[Intel-gfx] [PATCH] drm/i915/icl: Fix context RPCS programming
Lionel Landwerlin
lionel.g.landwerlin at intel.com
Fri Aug 31 16:52:55 UTC 2018
On 31/08/2018 12:53, Tvrtko Ursulin wrote:
> From: Tvrtko Ursulin <tvrtko.ursulin at intel.com>
>
> There are two issues with the current RPCS programming for Icelake:
>
> Expansion of the slice count bitfield has been missed, as well as the
> required programming workaround for the subslice count bitfield size
> limitation.
>
> 1)
>
> Bitfield width for configuring the active slice count has grown so we need
> to program the GEN8_R_PWR_CLK_STATE accordingly.
>
> Current code was always requesting eight times the number of slices (due
> writting to a bitfield starting three bits higher than it should). These
> requests were luckily a) capped by the hardware to the available number of
> slices, and b) we haven't yet exported the code to ask for reduced slice
> configurations.
>
> Due both of the above there was no impact from this incorrect programming
> but we should still fix it.
>
> 2)
>
> Due subslice count bitfield being only three bits wide and furthermore
> capped to a maximum documented value of four, special programming
> workaround is needed to enable more than four subslices.
>
> With this programming driver has to consider the GT configuration as
> 2x4x8, while the hardware internally translates this to 1x8x8.
>
> A limitation stemming from this is that either a subslice count between
> one and four can be selected, or a subslice count equaling the total
> number of subslices in all selected slices. In other words, odd subslice
> counts greater than four are impossible, as are odd subslice counts
> greater than a single slice subslice count.
>
> This also had no impact in the current code base due breakage from 1)
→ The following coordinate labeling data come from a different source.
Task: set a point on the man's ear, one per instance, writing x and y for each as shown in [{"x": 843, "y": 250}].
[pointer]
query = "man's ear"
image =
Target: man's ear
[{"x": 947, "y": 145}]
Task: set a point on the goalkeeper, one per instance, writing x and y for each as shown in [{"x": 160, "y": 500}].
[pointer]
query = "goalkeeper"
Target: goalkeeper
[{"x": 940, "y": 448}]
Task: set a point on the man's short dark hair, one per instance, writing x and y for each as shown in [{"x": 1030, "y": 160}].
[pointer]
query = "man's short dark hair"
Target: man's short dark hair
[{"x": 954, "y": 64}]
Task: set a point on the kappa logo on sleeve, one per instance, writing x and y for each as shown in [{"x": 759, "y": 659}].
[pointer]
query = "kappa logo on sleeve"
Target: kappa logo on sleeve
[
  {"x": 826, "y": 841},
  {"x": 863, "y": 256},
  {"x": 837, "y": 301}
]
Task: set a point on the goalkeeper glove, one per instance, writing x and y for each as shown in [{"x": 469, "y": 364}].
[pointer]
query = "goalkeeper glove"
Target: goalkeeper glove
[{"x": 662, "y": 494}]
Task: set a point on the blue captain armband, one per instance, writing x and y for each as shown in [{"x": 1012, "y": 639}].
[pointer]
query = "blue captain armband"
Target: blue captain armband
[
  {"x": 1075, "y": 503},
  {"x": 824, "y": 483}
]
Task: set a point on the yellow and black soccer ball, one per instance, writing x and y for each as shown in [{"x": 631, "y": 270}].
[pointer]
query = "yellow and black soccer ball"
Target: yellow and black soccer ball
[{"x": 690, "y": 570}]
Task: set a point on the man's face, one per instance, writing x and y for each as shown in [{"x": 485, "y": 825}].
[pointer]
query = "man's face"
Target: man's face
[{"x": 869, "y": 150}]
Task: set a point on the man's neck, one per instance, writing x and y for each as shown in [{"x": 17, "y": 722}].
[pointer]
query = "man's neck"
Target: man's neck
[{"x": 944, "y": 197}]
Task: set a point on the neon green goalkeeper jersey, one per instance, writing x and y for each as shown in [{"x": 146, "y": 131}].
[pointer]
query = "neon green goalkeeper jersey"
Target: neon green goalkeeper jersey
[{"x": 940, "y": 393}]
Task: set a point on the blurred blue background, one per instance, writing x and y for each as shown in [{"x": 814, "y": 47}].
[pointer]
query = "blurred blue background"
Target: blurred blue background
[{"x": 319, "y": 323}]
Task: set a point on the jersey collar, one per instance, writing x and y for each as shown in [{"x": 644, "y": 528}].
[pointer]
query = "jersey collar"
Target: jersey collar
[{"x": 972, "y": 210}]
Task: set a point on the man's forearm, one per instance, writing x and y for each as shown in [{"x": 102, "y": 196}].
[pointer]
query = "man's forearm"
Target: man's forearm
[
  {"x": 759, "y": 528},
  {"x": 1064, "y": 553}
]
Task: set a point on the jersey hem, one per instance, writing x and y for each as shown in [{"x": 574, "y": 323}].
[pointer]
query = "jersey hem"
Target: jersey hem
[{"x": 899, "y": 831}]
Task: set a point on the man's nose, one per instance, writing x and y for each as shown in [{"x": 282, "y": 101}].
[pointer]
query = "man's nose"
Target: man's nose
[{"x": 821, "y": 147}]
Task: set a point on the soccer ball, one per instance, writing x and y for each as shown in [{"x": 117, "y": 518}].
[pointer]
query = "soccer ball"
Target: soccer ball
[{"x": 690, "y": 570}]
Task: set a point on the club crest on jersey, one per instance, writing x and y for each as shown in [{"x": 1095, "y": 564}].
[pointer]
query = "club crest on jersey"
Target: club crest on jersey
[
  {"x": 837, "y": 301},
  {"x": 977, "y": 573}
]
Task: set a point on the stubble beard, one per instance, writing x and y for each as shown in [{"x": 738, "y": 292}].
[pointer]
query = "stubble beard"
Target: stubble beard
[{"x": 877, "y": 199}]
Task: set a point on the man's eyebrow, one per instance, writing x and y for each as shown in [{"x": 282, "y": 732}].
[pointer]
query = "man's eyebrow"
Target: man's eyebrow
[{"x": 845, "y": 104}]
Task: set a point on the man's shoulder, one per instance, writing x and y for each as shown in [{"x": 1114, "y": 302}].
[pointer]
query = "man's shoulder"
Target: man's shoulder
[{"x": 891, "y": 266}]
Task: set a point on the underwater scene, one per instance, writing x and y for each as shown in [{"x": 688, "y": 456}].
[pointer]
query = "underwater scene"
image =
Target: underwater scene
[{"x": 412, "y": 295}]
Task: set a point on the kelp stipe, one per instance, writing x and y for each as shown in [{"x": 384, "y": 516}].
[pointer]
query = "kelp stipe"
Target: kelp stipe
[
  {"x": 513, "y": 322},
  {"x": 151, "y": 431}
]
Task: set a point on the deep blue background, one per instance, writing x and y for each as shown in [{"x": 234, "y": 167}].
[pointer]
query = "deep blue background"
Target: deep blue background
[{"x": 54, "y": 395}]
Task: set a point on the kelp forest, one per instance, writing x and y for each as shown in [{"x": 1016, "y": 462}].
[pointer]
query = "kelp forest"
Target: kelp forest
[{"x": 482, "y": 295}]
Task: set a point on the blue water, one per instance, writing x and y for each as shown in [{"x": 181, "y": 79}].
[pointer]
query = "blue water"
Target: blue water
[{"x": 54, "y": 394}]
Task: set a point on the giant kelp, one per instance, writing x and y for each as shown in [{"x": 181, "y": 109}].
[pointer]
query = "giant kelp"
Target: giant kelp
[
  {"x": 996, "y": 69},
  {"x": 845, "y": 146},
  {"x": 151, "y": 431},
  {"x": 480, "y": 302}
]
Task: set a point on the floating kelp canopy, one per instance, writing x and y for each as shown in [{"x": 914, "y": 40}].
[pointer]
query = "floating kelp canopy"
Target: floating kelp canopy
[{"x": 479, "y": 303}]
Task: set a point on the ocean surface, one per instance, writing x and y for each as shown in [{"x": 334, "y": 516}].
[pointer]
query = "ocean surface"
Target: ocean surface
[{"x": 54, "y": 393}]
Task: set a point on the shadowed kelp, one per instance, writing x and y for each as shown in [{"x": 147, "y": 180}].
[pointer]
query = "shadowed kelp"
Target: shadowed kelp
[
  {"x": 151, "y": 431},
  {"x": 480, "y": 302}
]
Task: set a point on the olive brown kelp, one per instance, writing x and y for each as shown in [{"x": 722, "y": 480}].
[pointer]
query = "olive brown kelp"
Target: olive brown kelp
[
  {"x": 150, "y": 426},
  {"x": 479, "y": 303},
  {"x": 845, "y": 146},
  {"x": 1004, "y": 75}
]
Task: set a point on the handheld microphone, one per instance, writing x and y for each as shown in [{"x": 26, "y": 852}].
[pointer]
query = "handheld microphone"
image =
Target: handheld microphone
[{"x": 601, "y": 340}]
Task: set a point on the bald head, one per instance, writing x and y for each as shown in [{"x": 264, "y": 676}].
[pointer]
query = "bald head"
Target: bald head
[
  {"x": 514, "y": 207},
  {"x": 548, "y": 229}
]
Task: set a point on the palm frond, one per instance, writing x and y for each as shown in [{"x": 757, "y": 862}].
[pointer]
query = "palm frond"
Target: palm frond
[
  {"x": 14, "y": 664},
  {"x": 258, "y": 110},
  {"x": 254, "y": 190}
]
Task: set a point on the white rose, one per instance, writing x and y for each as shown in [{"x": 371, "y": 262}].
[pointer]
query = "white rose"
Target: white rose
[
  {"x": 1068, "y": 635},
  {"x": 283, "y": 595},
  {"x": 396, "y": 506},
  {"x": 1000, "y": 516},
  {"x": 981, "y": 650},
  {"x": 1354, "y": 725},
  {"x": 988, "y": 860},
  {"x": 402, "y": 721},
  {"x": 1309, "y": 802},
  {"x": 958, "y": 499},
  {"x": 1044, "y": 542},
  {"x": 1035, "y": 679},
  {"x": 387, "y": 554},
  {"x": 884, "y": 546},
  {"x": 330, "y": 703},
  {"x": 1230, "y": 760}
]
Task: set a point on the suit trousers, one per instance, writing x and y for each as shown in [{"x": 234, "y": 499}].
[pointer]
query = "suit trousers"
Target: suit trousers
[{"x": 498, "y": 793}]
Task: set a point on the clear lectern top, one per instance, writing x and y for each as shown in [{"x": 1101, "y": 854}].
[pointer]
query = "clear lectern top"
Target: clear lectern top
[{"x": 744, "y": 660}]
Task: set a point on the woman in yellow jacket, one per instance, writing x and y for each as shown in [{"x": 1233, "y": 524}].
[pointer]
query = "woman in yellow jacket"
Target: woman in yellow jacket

> always reqesting more than one slice.
>
> While fixing this we also add some asserts to flag up any future bitfield
> overflows.
>
> Signed-off-by: Tvrtko Ursulin <tvrtko.ursulin at intel.com>
> Bspec: 12247
> Reported-by: tony.ye at intel.com
> Suggested-by: Lionel Landwerlin <lionel.g.landwerlin at intel.com>
> Cc: Lionel Landwerlin <lionel.g.landwerlin at intel.com>
> Cc: tony.ye at intel.com
> Cc: Mika Kuoppala <mika.kuoppala at linux.intel.com>
> ---
> drivers/gpu/drm/i915/i915_reg.h | 2 +
> drivers/gpu/drm/i915/intel_lrc.c | 89 +++++++++++++++++++++++++++-----
> 2 files changed, 78 insertions(+), 13 deletions(-)
>
> diff --git a/drivers/gpu/drm/i915/i915_reg.h b/drivers/gpu/drm/i915/i915_reg.h
> index f2321785cbd6..09bc8e730ee1 100644
> --- a/drivers/gpu/drm/i915/i915_reg.h
> +++ b/drivers/gpu/drm/i915/i915_reg.h
> @@ -344,6 +344,8 @@ static inline bool i915_mmio_reg_valid(i915_reg_t reg)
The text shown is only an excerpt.